Une science de la liberté

Les sciences de l’esprit sont donc éminemment des sciences de la liberté. L’idée de la liberté doit être leur centre et doit les dominer.
— Rudolf Steiner, 1886
Léonard de Vinci, L'homme de Vitruve, 1490.

Léonard de Vinci, L'homme de Vitruve, 1490.

Avec la philosophie des Lumières, la liberté est devenue l’essence-même de la nature humaine. La liberté n’est plus un attribut secondaire de l’être humain, elle est ce qui définit l’être humain. C’est sur cette reconnaissance que se base la civilisation moderne : construire une société au service de la liberté. L’anthroposophie s’inscrit pleinement dans cette philosophie de la liberté. Pour l’anthroposophie comme pour Hegel, l’esprit est la «liberté» elle-même, c’est pourquoi la connaissance de l’esprit est une science de la liberté. Elle veut approfondir cette connaissance de la nature humaine jusqu’au bout et comprendre comment la liberté est possible dans un monde physique, dans un corps biologique soumis aux lois de l’hérédité et à la mécanique du monde matériel. Une conception exclusivement matérialiste ne peut résoudre ce paradoxe entre la liberté humaine, l’esprit humain, et les lois naturelles biologiques et mécaniques.

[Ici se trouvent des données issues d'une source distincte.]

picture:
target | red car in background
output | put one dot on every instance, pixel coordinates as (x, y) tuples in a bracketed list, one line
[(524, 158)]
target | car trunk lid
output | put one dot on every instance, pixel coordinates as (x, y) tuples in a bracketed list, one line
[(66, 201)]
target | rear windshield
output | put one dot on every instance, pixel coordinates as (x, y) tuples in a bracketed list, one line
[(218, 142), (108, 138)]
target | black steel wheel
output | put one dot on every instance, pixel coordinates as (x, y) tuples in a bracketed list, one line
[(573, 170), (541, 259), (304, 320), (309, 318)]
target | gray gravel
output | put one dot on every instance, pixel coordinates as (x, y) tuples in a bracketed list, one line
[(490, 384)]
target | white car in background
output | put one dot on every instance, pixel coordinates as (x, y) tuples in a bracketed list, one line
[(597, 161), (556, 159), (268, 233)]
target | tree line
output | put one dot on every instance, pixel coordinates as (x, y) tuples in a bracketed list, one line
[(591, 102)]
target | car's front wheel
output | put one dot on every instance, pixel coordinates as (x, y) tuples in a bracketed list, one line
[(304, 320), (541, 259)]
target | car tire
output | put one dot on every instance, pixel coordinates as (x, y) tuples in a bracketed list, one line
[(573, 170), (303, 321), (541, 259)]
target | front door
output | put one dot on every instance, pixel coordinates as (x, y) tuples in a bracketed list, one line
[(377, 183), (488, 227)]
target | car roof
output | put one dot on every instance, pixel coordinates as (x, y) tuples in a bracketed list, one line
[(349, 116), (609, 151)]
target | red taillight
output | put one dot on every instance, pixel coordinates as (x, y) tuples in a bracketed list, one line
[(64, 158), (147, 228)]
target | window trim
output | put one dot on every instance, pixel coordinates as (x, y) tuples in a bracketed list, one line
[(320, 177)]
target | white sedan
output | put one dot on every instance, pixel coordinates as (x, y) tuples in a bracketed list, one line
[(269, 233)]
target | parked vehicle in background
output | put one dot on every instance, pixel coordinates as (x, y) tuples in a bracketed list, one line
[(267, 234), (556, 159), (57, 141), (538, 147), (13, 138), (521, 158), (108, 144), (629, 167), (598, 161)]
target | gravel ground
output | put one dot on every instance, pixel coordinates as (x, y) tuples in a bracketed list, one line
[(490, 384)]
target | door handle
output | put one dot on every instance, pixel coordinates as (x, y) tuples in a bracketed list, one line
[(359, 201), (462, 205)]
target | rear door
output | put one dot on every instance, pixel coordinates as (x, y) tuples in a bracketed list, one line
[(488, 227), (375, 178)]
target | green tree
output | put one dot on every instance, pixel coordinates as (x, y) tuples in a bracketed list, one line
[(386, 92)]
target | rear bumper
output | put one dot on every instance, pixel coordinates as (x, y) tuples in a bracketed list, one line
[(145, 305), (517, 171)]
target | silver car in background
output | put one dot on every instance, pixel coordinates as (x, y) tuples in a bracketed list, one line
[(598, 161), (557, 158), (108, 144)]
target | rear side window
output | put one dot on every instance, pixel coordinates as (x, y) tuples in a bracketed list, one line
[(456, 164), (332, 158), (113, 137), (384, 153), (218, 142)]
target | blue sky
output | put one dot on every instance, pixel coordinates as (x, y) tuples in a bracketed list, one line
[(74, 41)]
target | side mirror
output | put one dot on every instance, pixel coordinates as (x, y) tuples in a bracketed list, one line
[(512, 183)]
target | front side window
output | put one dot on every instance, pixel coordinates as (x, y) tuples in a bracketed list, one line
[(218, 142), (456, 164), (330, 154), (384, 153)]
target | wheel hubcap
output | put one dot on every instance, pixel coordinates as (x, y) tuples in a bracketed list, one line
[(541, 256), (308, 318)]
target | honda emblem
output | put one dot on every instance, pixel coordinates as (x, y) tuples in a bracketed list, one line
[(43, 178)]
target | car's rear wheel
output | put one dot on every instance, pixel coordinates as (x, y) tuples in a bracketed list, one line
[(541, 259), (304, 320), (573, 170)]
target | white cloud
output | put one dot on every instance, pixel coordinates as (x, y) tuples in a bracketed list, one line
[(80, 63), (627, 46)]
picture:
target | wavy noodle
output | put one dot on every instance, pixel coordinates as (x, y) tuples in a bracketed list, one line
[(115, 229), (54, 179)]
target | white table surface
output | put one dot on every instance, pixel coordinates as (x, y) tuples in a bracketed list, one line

Dans la pensée allemande du 19e siècle, l’anthroposophie est née face à ce paradoxe, pour répondre à la question : comment l’esprit libre et conscient de lui-même peut-il vivre et s’exprimer dans un corps physique et matériel ? L’être humain, avec son corps, a alors été reconnu comme le lieu par excellence où l’esprit (la liberté) rencontre la nature (le corps). L’anthroposophie est la science de cette interaction. En 1917, Rudolf Steiner formula un résultat central de cette recherche à travers la description de la tripartition psycho-corporelle de l’être humain dont voici l’esquisse :

  • Pensée (éveil) : système neuro-sensoriel

  • Sentiment (rêve) : Système rythmique

  • Volonté (inconscience) : Système métabolico-moteur

La construction de l’organisme humain, vu comme pure image de la pure identité, serait l’objet d’une science propre, qui n’existe pas encore, et qui devrait s’appeler «anthroposophie», quelque chose de tout différent de ce qu’on a jusqu’à ce jour appelé anthropologie.
— Schelling, 1804

Cette tripartition fonctionnelle permet de saisir les interactions entre le corps, la vie psychique et la conscience sur une base expérientielle. Elle a montré sa pertinence dans de nombreux domaines, en particulier en pédagogie. Saisir ainsi l’être humain permet de le considérer dans sa globalité et de mieux comprendre les rythmes de sa vie, de sa conscience et de son développement, mais surtout les interactions entre l’esprit, l’âme et le corps. Cette recherche a été étendue au cours des décennies dans les directions les plus diverses et continue à être approfondie. Il s’agit d’une anthropologie spirituelle qui ouvre vers une compréhension imagée de l’être humain, issue de la Naturphilosophie.

Bibliographie

  • Vogel L., L'Homme tripartite, Bases morphologiques d'anthropologie générale, Bâle, Triskel, 2012.

  • Fœssel M., L'Avenir de la liberté : Rousseau, Kant, Hegel, Paris, Presses universitaires de France, 2017.

  • Steiner R. & Letouzé T., Éthique et Liberté : Choix de textes, 1886-1900, Laboissière-en-Thelle, Triades, 2015.

  • Steiner R., La Philosophie de la liberté, Observation de l'âme conduites selon la méthode scientifique, Genève, Éditions anthroposophiques romandes, 1989.

  • von Plato B. & Defèche L., Le Courage de la liberté, Vivre l'anthroposophie aujourd'hui, Laboissière-en-Thelle, Triades, 2012.

  • Rohen JW, Lütjen-Drecoll E, Funktionelle Anatomie des Menschen: Lehrbuch der makroskopischen Anatomie nach funktionellen Gesichtspunkten, Stuttgart, Schattauer, 2005.